It’s no secret the 80s are back, and in acknowledging the resurgence of scrunchies and SoundCloud overflowing with synthpop there’s one trend that never really left: hustle culture. A recent New York Times article, Why Are Young People Pretending To Love Work, mentioned coworking giant WeWork, where it is common to find signs like ‘Hustle Harder’ and ‘Stop When You Are Done’.
Somewhere around Netflix’s Girlboss series adaptation, described as a “tone-deaf rallying cry to millennial narcissists”, hustle culture became a subject of mockery. Yet, here it is, still a dominant ideology in 2019 (people who worship Elon Musk are very much alive and well). They say culture is a pendulum, and so the more recent self-care phenomenon appeared to enter internet culture as a true antithesis to the daily grind. Although there were initially obvious benefits to this idea in its purest sense, (self-love and prioritising health = good), the rush-to-market approach taken by brands to repackage rest and mental health as purchasable (aka the self-care industrial complex) has created a new sort of essential oil-infused dystopian reality.
With self-care often pitted as the solution to hustle culture, you’d think the social media sphere would have polarised into contrasting ideologies. But these trends have more in common than appears. Both lend themselves equally to earnestness and commodification. They’re shaped around the concept of self-improvement, and they’re both powerful mechanisms for social identity construction, and the transition of ‘wants’ into ‘needs.’
In fact, many brands and individuals have chosen to champion them simultaneously. Nike, long-time pioneers of ‘just doing it’, recently co-hosted a ‘Self Care Saturday’ in LA with Urban Outfitters that featured crystal facials (whatever that might mean). And Girlboss—one of the pioneers of the glossier-but-make-it-corporate marketing of hustle culture—has a ‘wellness’ brand pillar.
Strangely, rather than living side by side, hustle culture and self care have come together in a strange marriage. It’s 2019, and you still need to get that bread, but also remember to use your meditation app.

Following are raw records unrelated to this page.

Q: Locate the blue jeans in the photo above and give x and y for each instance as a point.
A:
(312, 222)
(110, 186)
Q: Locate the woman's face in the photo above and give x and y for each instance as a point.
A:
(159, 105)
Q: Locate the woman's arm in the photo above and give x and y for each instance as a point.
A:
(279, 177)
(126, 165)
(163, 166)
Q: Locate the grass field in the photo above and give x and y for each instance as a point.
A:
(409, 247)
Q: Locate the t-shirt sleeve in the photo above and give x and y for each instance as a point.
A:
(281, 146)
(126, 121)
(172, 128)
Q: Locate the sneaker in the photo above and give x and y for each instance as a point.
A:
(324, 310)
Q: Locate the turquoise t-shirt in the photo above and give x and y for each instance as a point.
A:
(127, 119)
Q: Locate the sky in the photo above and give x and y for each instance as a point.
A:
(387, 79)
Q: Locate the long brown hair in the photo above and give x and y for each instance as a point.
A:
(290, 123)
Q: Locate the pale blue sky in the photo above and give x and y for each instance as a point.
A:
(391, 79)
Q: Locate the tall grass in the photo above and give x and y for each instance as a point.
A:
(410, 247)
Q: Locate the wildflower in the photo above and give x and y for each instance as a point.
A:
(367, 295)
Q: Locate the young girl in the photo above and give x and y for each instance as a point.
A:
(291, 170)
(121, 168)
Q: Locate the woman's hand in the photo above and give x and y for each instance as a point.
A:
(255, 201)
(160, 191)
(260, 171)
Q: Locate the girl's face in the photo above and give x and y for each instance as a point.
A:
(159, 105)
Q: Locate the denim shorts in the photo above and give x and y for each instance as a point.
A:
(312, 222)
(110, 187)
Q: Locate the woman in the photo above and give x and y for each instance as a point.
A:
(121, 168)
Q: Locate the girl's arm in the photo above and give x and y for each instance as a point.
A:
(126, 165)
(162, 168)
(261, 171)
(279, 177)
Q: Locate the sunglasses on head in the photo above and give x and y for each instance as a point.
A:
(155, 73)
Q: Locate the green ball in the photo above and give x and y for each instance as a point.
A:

Now both these cultures are likely also a response to an increasingly uncertain future. For young people, this has produced a kind of unapologetically paradoxical, post-woke, “material girl in a dying world” mentality. The consensus seems to be when the system is broken, all we can really do is focus on improving ourselves and our direct and online communities. And unfortunately, the reality of self-improvement in the late 10s is that there’s always something new to need.
While hustle culture and self-are both put the responsibility on the individual, we should seek to examine the systems that purposefully encourage hyper-individualism in the view of needing consumers to need—and shop.
Even as self-care reaches the end of internet-earnestness and joins hustle culture and Girlboss in the parody phase, it’s anything but the end for their collective cultural influence. The self-care meets hustle culture paradox will live on through years of future content, as we continue to shape a large portion of our identities through a branded hierarchy of needs.